Assorted Stories With Very Poor Transitions
Here's a tip for those of you about to become parents (Glen, pay attention): If your face ever feels damp, it's because you're bleeding. Your child's head is a +13 mace and the attack cannot be blocked. 3.1 units spend much of their day devising ways for their dome to hit your face at particle accelerator speeds.
I heard Eli 3.1 crying earlier this week and went to investigate. I asked him what was wrong, and he said "Mommy didn't laugh when I put underwear on my head."
This is a huge problem. Putting underwear on your head is always funny. It's part of the classic "Pilot to Bombardier" routine where you wear your wife's underwear on your head like a WWII leather flight helmet.
Not that I would know anything about that personally. But I've been told.
Gloria's mother is here for the weekend (her birthday). We were sitting around the kitchen table on Friday night, and Gloria brought out a birthday cake. Then she brought out these edgy, super-slim candles. They looked like the hippest cigarettes ever made, so hip that if you bought a pack, you'd never even smoke them, just have one hanging casually from your lip as you drank Turkish coffee at the local elitist street cafe.
Gloria lights these candles and they start to spark in a somewhat alarming manner. She quickly looks at the package and they are, in fact, sparkler candles.
I'm glad the Roman Candle version was out of stock.

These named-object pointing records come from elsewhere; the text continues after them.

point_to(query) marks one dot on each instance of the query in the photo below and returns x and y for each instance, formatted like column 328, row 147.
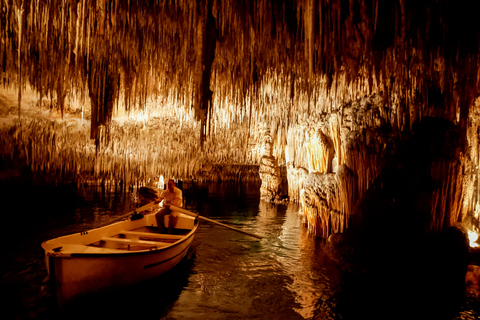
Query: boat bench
column 148, row 235
column 123, row 241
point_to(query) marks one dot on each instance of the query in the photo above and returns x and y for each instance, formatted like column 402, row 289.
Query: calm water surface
column 226, row 275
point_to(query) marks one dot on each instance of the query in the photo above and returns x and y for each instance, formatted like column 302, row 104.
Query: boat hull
column 77, row 274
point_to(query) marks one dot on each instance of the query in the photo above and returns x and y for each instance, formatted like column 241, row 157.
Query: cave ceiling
column 221, row 74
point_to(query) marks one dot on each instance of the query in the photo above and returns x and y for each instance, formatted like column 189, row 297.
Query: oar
column 138, row 210
column 175, row 208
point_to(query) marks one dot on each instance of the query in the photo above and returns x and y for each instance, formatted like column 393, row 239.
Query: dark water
column 226, row 275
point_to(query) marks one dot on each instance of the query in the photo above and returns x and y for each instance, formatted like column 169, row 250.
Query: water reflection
column 228, row 275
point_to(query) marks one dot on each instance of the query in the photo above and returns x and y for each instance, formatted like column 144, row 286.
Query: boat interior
column 123, row 237
column 144, row 238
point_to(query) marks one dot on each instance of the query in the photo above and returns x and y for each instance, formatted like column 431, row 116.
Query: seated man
column 172, row 195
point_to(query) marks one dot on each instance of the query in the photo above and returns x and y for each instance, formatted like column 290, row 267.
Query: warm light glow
column 161, row 182
column 472, row 238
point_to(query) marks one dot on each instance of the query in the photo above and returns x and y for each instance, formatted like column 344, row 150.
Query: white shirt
column 174, row 197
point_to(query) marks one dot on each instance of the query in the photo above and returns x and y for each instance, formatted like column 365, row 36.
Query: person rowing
column 171, row 196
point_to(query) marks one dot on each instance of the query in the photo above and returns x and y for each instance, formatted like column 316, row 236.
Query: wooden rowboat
column 118, row 255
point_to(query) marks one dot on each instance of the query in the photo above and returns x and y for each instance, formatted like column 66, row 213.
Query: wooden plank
column 151, row 235
column 134, row 242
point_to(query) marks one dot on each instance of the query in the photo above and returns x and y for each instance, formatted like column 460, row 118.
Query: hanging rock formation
column 171, row 87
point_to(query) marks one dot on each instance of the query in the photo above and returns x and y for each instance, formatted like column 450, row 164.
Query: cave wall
column 341, row 87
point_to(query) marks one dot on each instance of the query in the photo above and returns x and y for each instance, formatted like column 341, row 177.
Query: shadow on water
column 226, row 275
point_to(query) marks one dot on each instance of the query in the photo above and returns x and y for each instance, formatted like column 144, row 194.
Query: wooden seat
column 145, row 235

So Gloria's mom starts to blow out these candles, about eight of them. She's in her early sixties and has high blood pressure, and even a short walk will leave her short of breath. These particular candles are very difficult to blow out, and when she finally gets down to only two left, three of the extinguished candles come back to life.
At that moment, I realize that I'm having some weird kind of insertion moment into a Six Feet Under episode. The signature opening of Six Feet Under is that someone dies in a highly unusual way. As I watch my mother-in-law's face get redder and redder, I realize she's locked in a life-or-death struggle with birthday candles, and if she doesn't extinguish them with the next breath or two she's going to blow a valve right there. I idly wonder if a home defibrillator might have saved her.
That's when I realize the fatal flaw in my scenario. On Six Feet Under, the obvious choice NEVER dies. It's the person you least expect--which, of course is me. As I'm waiting for death to strike, idly wondering what will kill me, I think about the home defibrillator again, and wonder this time if it would have saved MY life.
It doesn't matter, of course. We couldn't have one, even if they cost six dollars and came with a free physician who lived in the closet under the stairs. No matter where we put the damn thing, Eli 3.1 would find it. We'd be sitting quietly on the couch one day, then suddenly we'd hear him yell "CLEAR!" followed by a large thump. This might or might not be followed by the cat racing down the stars at Formula One speeds.